It took me almost 15 years to realize not only was what you did wrong but even illegal. You are a pedophile. You are a rapist. You are a molester. I loath the mention of your name. Your sexual appetite makes me want to vomit. You are a sick, disturbed perpetrator with serial destructive behavior.
A few years ago I heard you almost died. I hoped you would. But then I realized that that would still not take away the damage you did to me. You broke my heart, my spirit, and my soul. I am still struggling to recover from all the poison you injected. Therefore, I hope you live a long and unhappy life knowing for the rest of your days what disgusting, vile human being you have been. I hope you never consider seeing me in a positive light again as this letter is kind in comparison to what I would say to you in person.
I strongly suggest you stop spending so much time accepting that you are a narcissist with a smile and immediately seek psychotherapeutic help.
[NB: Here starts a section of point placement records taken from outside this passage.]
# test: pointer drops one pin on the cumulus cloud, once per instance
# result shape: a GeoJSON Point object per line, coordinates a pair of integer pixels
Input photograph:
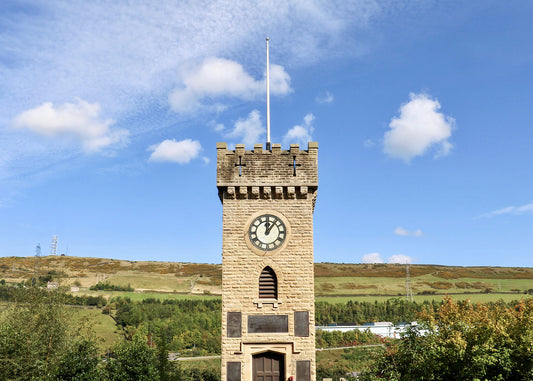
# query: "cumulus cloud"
{"type": "Point", "coordinates": [369, 143]}
{"type": "Point", "coordinates": [216, 78]}
{"type": "Point", "coordinates": [80, 120]}
{"type": "Point", "coordinates": [326, 97]}
{"type": "Point", "coordinates": [248, 130]}
{"type": "Point", "coordinates": [510, 210]}
{"type": "Point", "coordinates": [419, 127]}
{"type": "Point", "coordinates": [405, 232]}
{"type": "Point", "coordinates": [400, 258]}
{"type": "Point", "coordinates": [181, 152]}
{"type": "Point", "coordinates": [301, 134]}
{"type": "Point", "coordinates": [372, 258]}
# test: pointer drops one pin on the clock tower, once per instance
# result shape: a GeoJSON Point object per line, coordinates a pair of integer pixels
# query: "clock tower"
{"type": "Point", "coordinates": [268, 199]}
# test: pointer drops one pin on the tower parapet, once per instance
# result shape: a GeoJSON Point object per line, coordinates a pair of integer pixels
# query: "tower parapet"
{"type": "Point", "coordinates": [260, 173]}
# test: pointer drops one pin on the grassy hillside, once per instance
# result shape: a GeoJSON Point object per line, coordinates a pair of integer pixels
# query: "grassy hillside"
{"type": "Point", "coordinates": [332, 280]}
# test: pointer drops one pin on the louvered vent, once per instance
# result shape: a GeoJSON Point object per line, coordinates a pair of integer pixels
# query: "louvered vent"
{"type": "Point", "coordinates": [268, 284]}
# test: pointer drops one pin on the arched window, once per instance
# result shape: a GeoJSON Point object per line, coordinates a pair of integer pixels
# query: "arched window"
{"type": "Point", "coordinates": [268, 284]}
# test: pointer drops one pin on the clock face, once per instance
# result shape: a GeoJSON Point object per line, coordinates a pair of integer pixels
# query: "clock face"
{"type": "Point", "coordinates": [267, 232]}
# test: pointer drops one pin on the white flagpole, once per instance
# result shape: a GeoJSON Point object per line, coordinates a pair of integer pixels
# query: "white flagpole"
{"type": "Point", "coordinates": [268, 100]}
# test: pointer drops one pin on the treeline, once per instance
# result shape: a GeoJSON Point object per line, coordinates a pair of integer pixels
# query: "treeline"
{"type": "Point", "coordinates": [334, 339]}
{"type": "Point", "coordinates": [40, 341]}
{"type": "Point", "coordinates": [462, 341]}
{"type": "Point", "coordinates": [9, 294]}
{"type": "Point", "coordinates": [353, 312]}
{"type": "Point", "coordinates": [187, 325]}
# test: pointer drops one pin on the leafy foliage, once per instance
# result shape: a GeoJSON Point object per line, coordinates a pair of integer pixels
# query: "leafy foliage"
{"type": "Point", "coordinates": [35, 336]}
{"type": "Point", "coordinates": [463, 341]}
{"type": "Point", "coordinates": [187, 324]}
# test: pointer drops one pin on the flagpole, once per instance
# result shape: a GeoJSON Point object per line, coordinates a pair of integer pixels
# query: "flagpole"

As far as I am concerned you should rot in jail though it is unlikely I would be so lucky as to see you go there.
If I ever find out you did this to someone else, I will be sure to contact the authorities. Stay away from me, my family (including my mother, father, and sister). You especially owe my sister an apology for the vile and abusive husband you were to her. I hope in your next life you are viciously raped but not left for dead. Then maybe you will know how I feel about you.